Historically, palila occurred on the islands of Hawai‘i, O‘ahu and Kaua‘i. On Hawai‘i Island, they inhabited the māmane forests on Mauna Kea, Hualālai, Mauna Loa and the saddle area in between. Today though, palila only live on a very small part of Mauna Kea’s southwestern slope where contiguous māmane forest still occurs between the elevations of 6,600 to 9,600 feet. This area represents less than 5% of the area they originally occupied on Hawai‘i Island. They disappeared from Hualālai in the late-1800s and were last seen on Mauna Loa in 1950. Palila that occurred in the lowland māmane forests of Kaua‘i and O‘ahu apparently disappeared before western explorers arrived; their presence there is only known from sub-fossil remains. Palila range

“Legal History—Palila goes to court”

The Endangered Species Act of 1973 protects palila by providing for the conservation of ecosystems upon which threatened and endangered species of fish, wildlife, and plants depend, and prohibiting unauthorized taking, possession, sale, and transport of endangered species.

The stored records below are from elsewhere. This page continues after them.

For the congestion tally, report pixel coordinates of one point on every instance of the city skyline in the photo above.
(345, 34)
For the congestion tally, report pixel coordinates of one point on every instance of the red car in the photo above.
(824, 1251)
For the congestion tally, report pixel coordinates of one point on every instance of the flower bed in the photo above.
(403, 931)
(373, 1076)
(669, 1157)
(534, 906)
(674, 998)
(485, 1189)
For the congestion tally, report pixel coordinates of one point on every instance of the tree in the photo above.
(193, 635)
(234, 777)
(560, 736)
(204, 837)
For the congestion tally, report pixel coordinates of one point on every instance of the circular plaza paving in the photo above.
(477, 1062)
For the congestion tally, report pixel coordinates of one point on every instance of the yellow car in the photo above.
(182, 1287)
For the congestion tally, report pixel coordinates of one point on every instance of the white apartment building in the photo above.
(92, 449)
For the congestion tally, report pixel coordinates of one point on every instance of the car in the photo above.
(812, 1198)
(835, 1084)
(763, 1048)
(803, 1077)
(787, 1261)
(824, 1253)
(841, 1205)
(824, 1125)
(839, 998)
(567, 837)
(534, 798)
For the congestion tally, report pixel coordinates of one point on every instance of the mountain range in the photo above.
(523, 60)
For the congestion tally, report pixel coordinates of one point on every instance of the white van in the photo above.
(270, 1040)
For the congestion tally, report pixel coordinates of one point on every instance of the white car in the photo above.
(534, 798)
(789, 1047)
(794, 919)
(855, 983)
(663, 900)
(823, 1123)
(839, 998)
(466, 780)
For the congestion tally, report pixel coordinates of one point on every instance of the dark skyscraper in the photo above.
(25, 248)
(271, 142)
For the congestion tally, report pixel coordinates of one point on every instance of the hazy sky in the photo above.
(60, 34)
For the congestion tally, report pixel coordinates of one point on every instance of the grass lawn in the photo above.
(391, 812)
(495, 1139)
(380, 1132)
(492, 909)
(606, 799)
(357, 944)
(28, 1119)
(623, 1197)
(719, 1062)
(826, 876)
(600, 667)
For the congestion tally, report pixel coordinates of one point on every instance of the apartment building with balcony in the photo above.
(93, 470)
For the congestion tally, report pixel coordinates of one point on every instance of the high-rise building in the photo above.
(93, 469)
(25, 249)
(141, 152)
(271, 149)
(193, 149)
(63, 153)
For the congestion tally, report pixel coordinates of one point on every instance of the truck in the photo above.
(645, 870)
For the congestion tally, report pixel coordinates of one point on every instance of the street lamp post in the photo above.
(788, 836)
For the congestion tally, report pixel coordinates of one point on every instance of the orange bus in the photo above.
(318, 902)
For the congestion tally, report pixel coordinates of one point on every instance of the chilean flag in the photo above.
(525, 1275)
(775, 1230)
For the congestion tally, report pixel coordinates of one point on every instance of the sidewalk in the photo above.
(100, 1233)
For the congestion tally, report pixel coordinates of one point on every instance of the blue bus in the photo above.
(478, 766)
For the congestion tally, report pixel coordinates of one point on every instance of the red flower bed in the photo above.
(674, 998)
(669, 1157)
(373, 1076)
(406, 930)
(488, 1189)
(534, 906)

Below is a summary of the colorful history of palila in court—the first species to ever be named as a plaintiff under the Endangered Species Act.

9th Circuit Judge Samuel King was the first Federal judge of Hawaiian ancestry.

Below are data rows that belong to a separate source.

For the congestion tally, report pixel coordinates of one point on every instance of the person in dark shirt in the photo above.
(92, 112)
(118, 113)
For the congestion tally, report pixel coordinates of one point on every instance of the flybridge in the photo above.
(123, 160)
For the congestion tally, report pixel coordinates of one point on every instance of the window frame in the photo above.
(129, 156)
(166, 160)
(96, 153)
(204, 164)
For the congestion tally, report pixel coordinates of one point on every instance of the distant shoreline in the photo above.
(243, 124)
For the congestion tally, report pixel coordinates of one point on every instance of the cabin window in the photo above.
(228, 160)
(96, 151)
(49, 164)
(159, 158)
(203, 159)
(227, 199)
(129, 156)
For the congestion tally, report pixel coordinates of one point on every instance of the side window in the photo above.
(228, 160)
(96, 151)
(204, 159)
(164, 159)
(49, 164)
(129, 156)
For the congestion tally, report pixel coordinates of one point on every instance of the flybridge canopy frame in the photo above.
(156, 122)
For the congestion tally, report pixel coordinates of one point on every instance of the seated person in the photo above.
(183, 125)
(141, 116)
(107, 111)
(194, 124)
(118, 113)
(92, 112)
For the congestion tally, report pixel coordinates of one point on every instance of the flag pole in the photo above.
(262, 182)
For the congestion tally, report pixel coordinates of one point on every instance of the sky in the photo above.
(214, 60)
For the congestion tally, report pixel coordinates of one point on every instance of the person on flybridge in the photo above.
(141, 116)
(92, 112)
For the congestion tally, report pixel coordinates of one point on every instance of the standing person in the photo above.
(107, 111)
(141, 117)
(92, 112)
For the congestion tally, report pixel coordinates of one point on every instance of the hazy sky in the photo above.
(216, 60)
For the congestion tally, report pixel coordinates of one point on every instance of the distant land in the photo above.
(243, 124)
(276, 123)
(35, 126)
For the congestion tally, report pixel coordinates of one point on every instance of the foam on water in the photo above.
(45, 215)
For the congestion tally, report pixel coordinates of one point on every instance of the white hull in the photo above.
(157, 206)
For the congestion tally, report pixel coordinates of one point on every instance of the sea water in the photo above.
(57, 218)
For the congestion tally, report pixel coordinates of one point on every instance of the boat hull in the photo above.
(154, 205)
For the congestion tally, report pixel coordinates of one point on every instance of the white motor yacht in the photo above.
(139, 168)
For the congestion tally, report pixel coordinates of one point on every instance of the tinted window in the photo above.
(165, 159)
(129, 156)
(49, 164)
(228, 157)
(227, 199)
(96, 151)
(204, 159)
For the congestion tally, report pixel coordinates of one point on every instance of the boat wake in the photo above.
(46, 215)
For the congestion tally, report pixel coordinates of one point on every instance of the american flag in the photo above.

  • 1967—Palila were listed as a Federally Protected Species as a result of a continued population decline due to the degradation of the habitat they depend on.

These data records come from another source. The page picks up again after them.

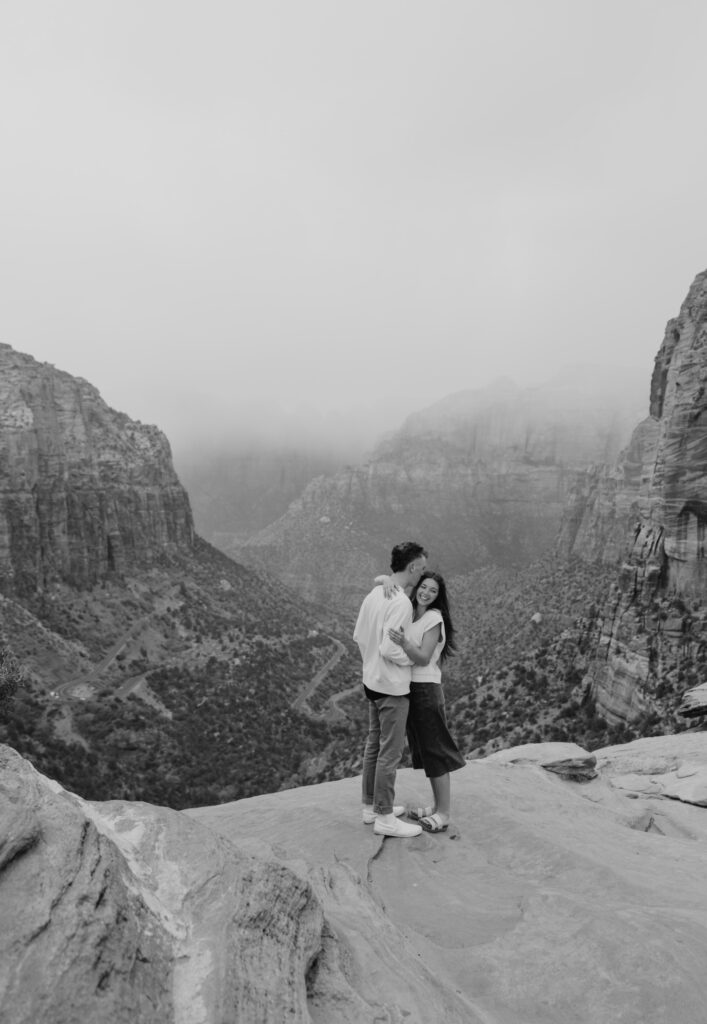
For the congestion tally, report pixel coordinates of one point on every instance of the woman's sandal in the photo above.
(417, 813)
(432, 822)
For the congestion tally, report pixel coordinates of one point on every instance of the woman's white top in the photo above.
(427, 673)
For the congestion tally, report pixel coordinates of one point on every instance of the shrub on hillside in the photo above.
(11, 674)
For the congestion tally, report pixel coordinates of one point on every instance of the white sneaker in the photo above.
(368, 817)
(401, 829)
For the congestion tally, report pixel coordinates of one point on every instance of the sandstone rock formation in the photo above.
(482, 477)
(85, 492)
(547, 900)
(649, 512)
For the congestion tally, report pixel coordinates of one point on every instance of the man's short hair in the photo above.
(403, 554)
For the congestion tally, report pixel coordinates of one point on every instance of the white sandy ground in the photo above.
(546, 902)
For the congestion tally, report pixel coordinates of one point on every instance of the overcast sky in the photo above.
(224, 212)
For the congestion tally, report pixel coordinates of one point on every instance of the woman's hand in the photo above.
(398, 636)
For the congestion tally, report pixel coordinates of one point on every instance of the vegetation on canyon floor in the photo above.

  • 1973—Palila were listed as a Federally Endangered Species under the newly rewritten Endangered Species Act of 1973.
  • 1978—The U.S. Fish and Wildlife Service designated Critical Habitat on Mauna Kea. Critical habitat is a specific geographic area(s) that is essential for the conservation of a threatened or endangered species and that may require special management and protection.
  • 1979—The landmark case, Palila versus the Hawai‘i Department of Land and Natural Resources, federal judge Samuel King ordered the Hawai‘i Department of Land and Natural Resources to stop maintaining any populations of feral sheep and goats within palila critical habitat on Mauna Kea, and to completely and permanently remove feral sheep and goats from critical habitat.
  • 1986US District Court, Hawai‘i, decides that mouflon sheep in numbers sufficient for sport-hunting purposes are harmful to palila.
  • 1987US District Court, Hawai‘i, orders that state must eradicate mouflon sheep and hybrids within one year and reaffirms previous order to eradicate feral sheep and goats.
  • 1998Defendants and plaintiffs agree to a stipulation and order that DLNR will use its best efforts to minimize migration of ungulates into critical habitat, will continue to include public in eradication by eliminating bag limits and reducing seasonal restrictions and will allow hunting with firearms, guided hunts, and staff hunts, and will conduct semi-annual aerial hunts in which all ungulates seen will be shot.
  • 1999—Hunter organizations intervene and with DLNR move to modify the 1987 order; US District Court, Hawai‘i, denies their motion. The request by the defendants to modify the decision was filed on the grounds that introduced predators were the culprits in the decline of the Palila, and that removal of the sheep would increase the risk of fire since the sheep help to reduce fuel loads from flashy grasses.  The court affirmed that palila were endangered due to habitat loss from the sheep, that use of the sheep to reduce the fire risk would prevent forest recovery, and denied the motion to modify.
  • 2000—Hunter organizations file an appeal of the 1999 decision; US Court of Appeals, Ninth Circuit, dismisses the appeal on the grounds that the group lacks standing.
  • 2009Earthjustice files motion to enforce the eradication orders of 1979, 1987, and 1998. In its arguments to the court, the State indicated that it would complete the fence work and complete the removal of the sheep in a timely manner.